And now my father in law is visiting. He is a nice man, but very deaf, and lives in his own bubble – we get a running commentary of everything that occurs to him, and then we have to repeat our answers louder and louder until they get through – or N answers his father’s questions or points, and then I have to repeat them, because I have the volume and clarity to get through to his dad. And it’s no-one’s fault or blame, but it does make life so much harder.

But on the plus side, No 1 son told me yesterday how much of a difference he can see in me – it’s hard for N or I to see changes, because they are gradual and we are here every day, but No 1’s been away at university, so has seen a step-change in my mood and motivation. This was a really positive thing to hear!
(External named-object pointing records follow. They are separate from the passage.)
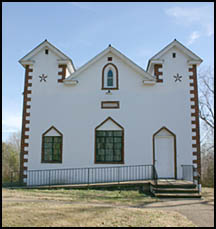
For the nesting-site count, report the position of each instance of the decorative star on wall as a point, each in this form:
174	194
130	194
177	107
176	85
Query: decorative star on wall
43	77
177	77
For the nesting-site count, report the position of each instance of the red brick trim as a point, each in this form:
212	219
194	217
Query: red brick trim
157	73
195	113
62	73
26	113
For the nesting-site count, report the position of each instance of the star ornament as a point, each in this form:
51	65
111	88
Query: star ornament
43	77
177	77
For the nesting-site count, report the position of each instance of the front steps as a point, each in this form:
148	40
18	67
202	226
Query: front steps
174	189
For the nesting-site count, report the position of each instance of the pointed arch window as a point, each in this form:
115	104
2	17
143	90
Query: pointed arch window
110	77
52	141
109	143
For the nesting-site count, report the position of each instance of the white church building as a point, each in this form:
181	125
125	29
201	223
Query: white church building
81	125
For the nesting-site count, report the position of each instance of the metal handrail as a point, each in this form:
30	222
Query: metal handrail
188	173
155	175
90	175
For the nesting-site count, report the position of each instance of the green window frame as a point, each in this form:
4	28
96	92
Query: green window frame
109	146
52	149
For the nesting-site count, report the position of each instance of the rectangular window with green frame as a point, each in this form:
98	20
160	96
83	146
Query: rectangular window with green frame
109	146
52	149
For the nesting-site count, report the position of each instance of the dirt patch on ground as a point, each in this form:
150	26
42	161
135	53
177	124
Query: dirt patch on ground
110	209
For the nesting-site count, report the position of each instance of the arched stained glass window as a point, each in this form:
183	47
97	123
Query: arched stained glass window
110	78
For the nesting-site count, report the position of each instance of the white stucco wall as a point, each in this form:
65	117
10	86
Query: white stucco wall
75	110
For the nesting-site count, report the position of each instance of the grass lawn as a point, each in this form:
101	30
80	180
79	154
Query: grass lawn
83	208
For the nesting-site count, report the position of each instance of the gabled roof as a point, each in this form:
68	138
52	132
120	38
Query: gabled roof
181	47
28	57
126	60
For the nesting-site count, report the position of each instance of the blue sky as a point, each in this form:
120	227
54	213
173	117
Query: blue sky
81	30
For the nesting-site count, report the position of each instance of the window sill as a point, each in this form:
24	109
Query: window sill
51	162
109	162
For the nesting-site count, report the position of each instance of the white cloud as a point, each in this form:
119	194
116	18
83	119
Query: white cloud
194	36
200	17
82	5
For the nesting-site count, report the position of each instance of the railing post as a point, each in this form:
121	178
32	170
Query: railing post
118	175
88	176
11	177
49	177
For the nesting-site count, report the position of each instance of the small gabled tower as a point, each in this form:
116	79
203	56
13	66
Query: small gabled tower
175	67
45	69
Today I do feel good – probably at least a 6/10, maybe even a bit higher. I slept not too badly, despite the hot water tank overflow waking me up, and I feel lighter in my head. Therapy went well yesterday – my therapist thinks I would make a good counsellor myself, and that I should be looking for things to study that will use my mind, because I have a good brain. And I listened to all that, and accepted it without depracation – which is another step forward for me.

Today my father in law and his lady friend have gone out sightseeing in Glasgow for the day, so we have a bit of a respite. I feel bad that we need respite, but it is not easy having guests, and I know I struggle if I don’t get some peace and some head-space – and to have guests for two weeks out of three is bloomin’ hard work – even though they are all lovely people.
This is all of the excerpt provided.